Men of War II was developed by Best Way and published by Fulqrum Publishing. A direct sequel to Men of War, the game features new mechanics and modes and is set in Eastern and Western Fronts of World War II.

==Other games==
===Battle of Empires: 1914-1918===
Battle of Empires: 1914-1918 is an independently developed title based on the original Men of War GEM engine. It is created by Great War Team, and published by Best Way Soft. It was originally a modification for Men of War until it eventually became a full game. It was in early access until a full release. Set in World War I, the game was meant to realistically portray the war in a gritty tone, but due to the developers and the constraints of the early GEM engine, the game was met with mostly mixed reviews.

===Call to Arms===

Call to Arms is a video game based on the Men of War GEM engine developed by Digitalmindsoft. It is the first Men of War-affiliated game set in the modern era, where a fictional United States Army and Global Revolutionary Movement are in conflict. The game is focused on multiplayer.
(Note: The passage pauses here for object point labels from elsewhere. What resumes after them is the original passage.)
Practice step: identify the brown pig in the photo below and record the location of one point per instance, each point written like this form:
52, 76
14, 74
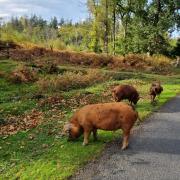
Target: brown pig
107, 116
125, 92
155, 90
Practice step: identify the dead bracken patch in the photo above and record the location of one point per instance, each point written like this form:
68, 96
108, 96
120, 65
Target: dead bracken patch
23, 75
13, 124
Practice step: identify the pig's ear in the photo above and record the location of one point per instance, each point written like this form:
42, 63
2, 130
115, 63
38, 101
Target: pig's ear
67, 127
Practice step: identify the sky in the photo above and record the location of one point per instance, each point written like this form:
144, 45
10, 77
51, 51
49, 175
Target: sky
75, 10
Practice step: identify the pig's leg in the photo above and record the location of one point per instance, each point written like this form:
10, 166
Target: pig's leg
125, 139
95, 134
86, 137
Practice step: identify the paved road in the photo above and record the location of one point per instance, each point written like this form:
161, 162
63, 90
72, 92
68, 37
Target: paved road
154, 152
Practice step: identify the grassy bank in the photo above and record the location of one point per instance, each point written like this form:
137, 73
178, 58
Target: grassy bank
40, 152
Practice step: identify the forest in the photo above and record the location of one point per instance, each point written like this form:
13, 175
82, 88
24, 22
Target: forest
113, 27
49, 69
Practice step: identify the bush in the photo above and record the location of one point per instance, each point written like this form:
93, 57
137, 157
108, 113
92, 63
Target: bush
70, 80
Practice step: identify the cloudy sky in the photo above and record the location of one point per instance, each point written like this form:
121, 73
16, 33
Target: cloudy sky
68, 9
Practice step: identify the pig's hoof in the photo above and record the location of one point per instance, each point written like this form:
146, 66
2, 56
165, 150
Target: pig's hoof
124, 148
85, 144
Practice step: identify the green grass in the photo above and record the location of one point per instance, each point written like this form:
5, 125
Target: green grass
48, 155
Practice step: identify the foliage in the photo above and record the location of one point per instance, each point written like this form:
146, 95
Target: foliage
41, 152
114, 27
70, 80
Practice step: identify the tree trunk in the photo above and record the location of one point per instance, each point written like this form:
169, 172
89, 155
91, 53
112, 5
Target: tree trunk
114, 28
106, 42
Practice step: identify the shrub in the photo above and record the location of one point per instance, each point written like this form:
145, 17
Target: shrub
70, 80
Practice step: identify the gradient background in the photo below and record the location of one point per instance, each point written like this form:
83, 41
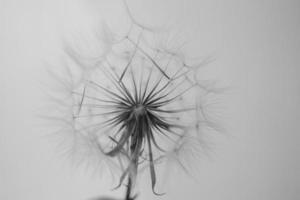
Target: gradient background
257, 46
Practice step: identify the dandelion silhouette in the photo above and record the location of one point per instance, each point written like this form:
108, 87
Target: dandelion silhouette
138, 104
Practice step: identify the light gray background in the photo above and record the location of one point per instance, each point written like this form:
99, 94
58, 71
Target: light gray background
257, 45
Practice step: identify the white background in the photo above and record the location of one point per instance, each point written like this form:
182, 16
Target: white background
257, 48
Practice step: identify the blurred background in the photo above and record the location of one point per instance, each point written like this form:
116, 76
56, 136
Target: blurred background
257, 49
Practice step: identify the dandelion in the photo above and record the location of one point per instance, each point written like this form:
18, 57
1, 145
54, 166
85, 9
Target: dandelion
141, 105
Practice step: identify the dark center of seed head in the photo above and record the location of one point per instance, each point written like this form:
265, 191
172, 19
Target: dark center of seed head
139, 110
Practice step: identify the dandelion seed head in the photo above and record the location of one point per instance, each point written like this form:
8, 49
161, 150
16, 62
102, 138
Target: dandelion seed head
139, 106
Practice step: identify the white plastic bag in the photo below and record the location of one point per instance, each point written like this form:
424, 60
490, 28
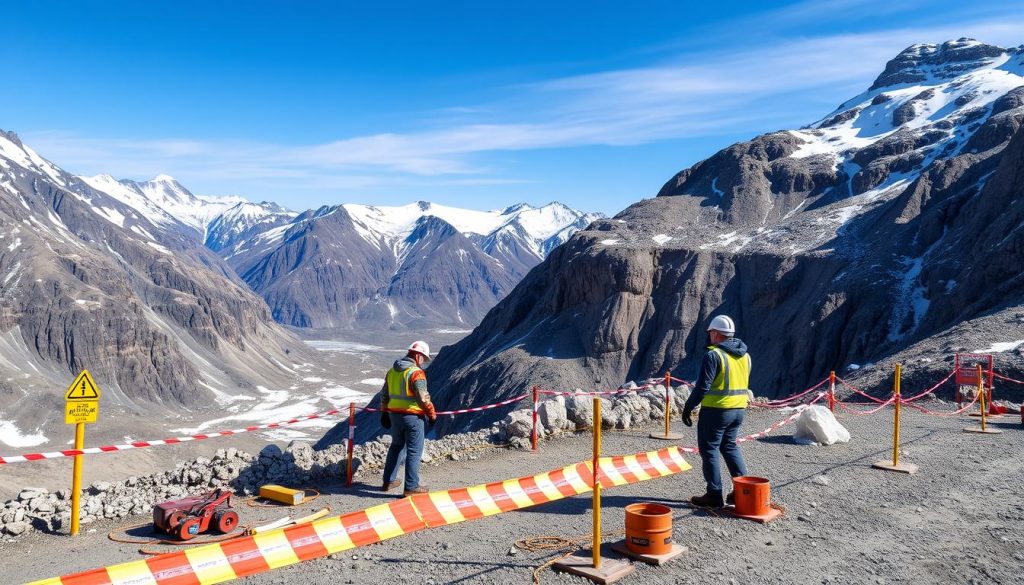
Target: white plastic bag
817, 425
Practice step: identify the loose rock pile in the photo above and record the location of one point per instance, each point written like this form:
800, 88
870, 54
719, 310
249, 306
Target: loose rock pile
297, 466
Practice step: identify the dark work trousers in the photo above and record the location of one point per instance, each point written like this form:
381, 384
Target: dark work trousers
717, 430
407, 443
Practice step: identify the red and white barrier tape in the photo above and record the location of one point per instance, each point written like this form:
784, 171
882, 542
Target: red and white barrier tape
770, 429
262, 552
680, 380
596, 393
464, 411
859, 391
872, 411
954, 413
930, 390
1001, 377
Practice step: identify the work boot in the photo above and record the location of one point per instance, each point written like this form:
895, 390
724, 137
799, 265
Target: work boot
709, 500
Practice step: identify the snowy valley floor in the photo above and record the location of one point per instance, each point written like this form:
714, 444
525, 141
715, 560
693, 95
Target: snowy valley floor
960, 519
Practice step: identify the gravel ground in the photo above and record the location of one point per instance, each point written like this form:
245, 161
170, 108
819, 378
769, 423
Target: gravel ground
961, 519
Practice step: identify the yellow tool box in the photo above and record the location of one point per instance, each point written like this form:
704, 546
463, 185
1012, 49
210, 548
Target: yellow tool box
282, 494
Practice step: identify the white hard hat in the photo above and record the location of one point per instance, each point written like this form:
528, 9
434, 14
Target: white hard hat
723, 324
421, 347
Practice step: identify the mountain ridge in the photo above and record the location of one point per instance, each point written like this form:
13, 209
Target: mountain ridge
844, 242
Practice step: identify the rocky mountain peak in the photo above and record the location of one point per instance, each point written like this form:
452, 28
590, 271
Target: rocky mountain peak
923, 63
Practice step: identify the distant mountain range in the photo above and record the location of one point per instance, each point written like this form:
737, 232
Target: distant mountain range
113, 276
348, 265
152, 287
417, 265
892, 228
===Call to Arms - Gates of Hell: Ostfront===
Call to Arms - Gates of Hell: Ostfront is a stand-alone expansion pack to the original Call to Arms game. It was developed by Barbed Wire Studios and published by Digitalmindsoft. After a breakdown in relations between Barbed Wire Studios and Best Way, the project was picked up by Digitalmindsoft in a new publishing deal. The game focuses on the chaotic, vast war zone that was the eastern front of the second world war.